小さな日々

 勇者たちが町を歩いて感じたのは、確かに平和だった。独特な進化を遂げた港町は、安全を手に入れ、さらにその発展を加速させたようだ。

「魔王が倒されれば、みんなが笑って暮らせる世界がやってくる」

 突如世界に暗雲が立ち込めた時は、そういった言葉が飛び交っており、人々はそれを願っていた。

 この町はそれを一足先に形にしたような雰囲気だった。

「私が前に来た時は、荒々しい海の男たちの町って感じだったわ」

 ブラッドの言葉に勇者も同意した。海から空からモンスターがやってくる中で、船に求められるのは商品を守る力だった。勇者の父も、時期や航路によっては護衛を雇い荷物を運んでいた。

「あのさ、陸地のモンスターを皆殺しにしたのはわかるんだけどよ、海のモンスターはどうやったわけ」

 ハヤブサがブラッドにたずねた。

「やることは一緒よ。船に乗って、モンスターが襲ってこなくなるまでウロウロするの。ドラちゃんが魔力探知して私が釣り上げたりもしたわ」

 モンスターを狩ることを専門にする輩たちに絡まれることもあった、とブラッドは笑った。勇者には、無謀に絡んでしまった輩たちの安らかな眠りを祈ることしかできない。

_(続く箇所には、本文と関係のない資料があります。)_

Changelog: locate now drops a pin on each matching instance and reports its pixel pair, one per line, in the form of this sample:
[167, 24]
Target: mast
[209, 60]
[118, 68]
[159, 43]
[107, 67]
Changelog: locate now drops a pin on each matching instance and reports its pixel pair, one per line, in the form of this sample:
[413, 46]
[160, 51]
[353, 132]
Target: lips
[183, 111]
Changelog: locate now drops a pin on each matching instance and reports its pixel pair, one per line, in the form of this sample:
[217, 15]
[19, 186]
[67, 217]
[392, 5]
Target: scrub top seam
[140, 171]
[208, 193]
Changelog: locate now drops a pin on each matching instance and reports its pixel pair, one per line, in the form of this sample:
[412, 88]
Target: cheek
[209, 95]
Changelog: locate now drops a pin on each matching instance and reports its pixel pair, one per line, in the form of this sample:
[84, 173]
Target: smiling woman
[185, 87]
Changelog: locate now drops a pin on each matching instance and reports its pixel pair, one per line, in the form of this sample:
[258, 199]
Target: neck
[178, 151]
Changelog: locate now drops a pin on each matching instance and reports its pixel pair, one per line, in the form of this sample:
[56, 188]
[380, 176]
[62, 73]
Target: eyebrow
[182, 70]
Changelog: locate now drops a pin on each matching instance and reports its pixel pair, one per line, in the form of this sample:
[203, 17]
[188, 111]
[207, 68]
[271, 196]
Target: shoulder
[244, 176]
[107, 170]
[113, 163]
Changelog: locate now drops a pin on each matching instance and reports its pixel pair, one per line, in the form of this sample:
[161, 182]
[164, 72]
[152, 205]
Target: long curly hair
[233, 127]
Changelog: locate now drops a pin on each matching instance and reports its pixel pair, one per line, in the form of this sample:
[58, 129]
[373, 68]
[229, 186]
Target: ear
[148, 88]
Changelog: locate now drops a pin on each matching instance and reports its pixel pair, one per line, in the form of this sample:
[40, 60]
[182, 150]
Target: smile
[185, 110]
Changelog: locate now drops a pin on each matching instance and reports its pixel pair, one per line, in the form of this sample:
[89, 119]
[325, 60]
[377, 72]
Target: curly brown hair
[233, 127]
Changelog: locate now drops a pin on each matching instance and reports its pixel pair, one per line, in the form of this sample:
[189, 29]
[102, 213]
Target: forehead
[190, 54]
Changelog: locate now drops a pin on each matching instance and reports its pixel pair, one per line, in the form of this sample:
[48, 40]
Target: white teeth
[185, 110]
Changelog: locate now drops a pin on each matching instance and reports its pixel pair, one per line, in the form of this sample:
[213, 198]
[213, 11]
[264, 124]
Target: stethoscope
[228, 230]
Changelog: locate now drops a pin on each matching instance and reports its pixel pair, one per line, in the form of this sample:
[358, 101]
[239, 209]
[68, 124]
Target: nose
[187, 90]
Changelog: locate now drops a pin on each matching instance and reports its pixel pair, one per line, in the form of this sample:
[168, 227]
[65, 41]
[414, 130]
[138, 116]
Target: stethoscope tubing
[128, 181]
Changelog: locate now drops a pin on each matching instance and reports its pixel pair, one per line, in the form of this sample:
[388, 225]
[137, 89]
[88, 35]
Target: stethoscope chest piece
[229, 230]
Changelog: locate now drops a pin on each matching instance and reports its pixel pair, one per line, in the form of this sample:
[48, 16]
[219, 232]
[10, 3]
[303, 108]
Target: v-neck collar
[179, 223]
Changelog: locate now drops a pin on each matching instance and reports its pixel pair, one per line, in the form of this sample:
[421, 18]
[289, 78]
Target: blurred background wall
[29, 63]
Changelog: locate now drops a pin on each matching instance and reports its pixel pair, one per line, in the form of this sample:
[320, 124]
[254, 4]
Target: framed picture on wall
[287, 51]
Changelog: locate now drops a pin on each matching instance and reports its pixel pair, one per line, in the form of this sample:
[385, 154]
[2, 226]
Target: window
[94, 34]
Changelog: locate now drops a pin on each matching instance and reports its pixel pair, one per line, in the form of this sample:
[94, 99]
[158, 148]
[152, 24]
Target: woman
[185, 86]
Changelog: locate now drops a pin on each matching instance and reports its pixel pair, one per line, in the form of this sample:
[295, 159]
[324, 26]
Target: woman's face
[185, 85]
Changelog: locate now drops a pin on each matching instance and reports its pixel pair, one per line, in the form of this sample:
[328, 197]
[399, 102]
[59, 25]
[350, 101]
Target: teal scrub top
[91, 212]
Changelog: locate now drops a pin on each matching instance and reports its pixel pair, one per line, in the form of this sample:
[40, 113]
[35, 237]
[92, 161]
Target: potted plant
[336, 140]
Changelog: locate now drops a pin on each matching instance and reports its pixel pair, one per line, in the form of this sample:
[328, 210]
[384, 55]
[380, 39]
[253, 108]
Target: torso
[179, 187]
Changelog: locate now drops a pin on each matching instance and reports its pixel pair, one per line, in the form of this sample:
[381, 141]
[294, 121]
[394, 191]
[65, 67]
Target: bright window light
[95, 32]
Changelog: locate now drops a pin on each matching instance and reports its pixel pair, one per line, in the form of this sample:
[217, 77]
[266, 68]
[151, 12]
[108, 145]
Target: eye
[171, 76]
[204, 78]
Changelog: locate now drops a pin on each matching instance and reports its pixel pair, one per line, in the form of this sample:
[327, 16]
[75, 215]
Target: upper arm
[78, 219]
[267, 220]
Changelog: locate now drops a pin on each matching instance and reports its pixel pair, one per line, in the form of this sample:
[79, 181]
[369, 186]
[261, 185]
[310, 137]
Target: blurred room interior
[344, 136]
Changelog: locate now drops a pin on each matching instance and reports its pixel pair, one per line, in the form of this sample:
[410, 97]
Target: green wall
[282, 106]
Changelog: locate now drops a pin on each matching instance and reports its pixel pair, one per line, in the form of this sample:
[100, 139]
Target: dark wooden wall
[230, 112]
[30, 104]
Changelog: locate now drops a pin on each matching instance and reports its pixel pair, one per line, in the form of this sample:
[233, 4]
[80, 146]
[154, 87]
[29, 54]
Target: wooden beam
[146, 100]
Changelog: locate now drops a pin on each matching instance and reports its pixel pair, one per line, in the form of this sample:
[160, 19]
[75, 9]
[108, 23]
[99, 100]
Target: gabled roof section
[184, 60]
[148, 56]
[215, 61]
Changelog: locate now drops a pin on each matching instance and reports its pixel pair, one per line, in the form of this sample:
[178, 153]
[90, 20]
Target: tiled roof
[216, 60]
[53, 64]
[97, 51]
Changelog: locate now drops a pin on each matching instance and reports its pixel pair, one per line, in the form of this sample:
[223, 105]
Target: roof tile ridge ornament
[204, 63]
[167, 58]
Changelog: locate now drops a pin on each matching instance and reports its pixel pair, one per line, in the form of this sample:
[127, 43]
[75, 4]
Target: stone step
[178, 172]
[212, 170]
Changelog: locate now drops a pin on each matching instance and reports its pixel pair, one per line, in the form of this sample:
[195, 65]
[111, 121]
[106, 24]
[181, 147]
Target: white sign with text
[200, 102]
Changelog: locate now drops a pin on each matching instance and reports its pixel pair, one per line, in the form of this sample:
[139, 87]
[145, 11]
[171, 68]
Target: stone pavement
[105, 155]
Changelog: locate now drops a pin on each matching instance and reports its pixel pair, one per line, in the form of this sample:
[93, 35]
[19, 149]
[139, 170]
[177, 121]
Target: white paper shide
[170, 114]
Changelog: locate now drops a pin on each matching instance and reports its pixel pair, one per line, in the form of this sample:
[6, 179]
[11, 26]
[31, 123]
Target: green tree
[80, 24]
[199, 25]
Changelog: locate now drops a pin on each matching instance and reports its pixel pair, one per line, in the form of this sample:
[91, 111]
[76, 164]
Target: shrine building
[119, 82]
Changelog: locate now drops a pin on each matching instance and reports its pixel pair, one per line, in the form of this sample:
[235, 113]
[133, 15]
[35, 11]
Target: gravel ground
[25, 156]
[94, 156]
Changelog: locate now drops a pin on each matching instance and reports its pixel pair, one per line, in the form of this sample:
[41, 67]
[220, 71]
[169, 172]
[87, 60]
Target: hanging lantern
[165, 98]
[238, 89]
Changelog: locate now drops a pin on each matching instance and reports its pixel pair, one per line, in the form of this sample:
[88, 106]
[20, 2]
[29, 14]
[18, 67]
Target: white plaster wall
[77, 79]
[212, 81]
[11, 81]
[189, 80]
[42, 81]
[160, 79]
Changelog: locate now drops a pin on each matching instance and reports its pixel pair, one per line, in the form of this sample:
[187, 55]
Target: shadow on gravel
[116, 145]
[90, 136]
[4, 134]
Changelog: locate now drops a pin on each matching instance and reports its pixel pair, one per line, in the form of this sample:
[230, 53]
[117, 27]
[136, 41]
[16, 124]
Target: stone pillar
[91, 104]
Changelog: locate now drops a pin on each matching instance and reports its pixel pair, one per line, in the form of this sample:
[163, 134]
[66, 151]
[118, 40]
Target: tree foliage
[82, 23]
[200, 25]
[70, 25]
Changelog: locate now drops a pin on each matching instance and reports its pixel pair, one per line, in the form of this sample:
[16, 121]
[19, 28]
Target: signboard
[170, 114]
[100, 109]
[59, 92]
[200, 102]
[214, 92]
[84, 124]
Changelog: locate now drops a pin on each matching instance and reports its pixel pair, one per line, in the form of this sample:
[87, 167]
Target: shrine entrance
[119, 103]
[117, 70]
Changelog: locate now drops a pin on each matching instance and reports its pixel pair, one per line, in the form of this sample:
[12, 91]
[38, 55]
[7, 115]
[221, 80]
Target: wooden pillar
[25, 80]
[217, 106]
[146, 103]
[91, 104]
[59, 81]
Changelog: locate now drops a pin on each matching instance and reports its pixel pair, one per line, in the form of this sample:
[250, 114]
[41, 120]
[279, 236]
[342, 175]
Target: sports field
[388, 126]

「私たちが暴れ過ぎて、途中からは海賊船との殴り合いが主になってたから楽しかったわ」

「楽しいの基準が俺たちとは違う」

 勇者は苦笑いする。そして、少し考えていた。

 父は何故、平和になった海に連れて行ってくれなかったのだろうか。ここまで害がない航路になっているのなら、もっと手伝わせてくれてもよかったはずだ。それとも何か別の要因があったのだろうか。

「まるで旅が終わった後の光景だな、勇者」

「空見ろ空」

「ここの人たちにとっては小せえ日常かも知らないがよ、魔王によって世界が混乱と破滅に向かっていたあの時と比べると、明るすぎるくらいだぜ」

「……明るいところには影があると思います」

 ハヤブサの言葉にリリーが下を向いたまま呟いた。

「外に出ている方々は皆、幸せそうに笑っていますが、家に閉じこもってる方の悲しい気配があちらこちらから……感じます」

 リリーは目を閉じて深呼吸をした。恐らく、彼女は力によって、断片的に何かを見たのだろう。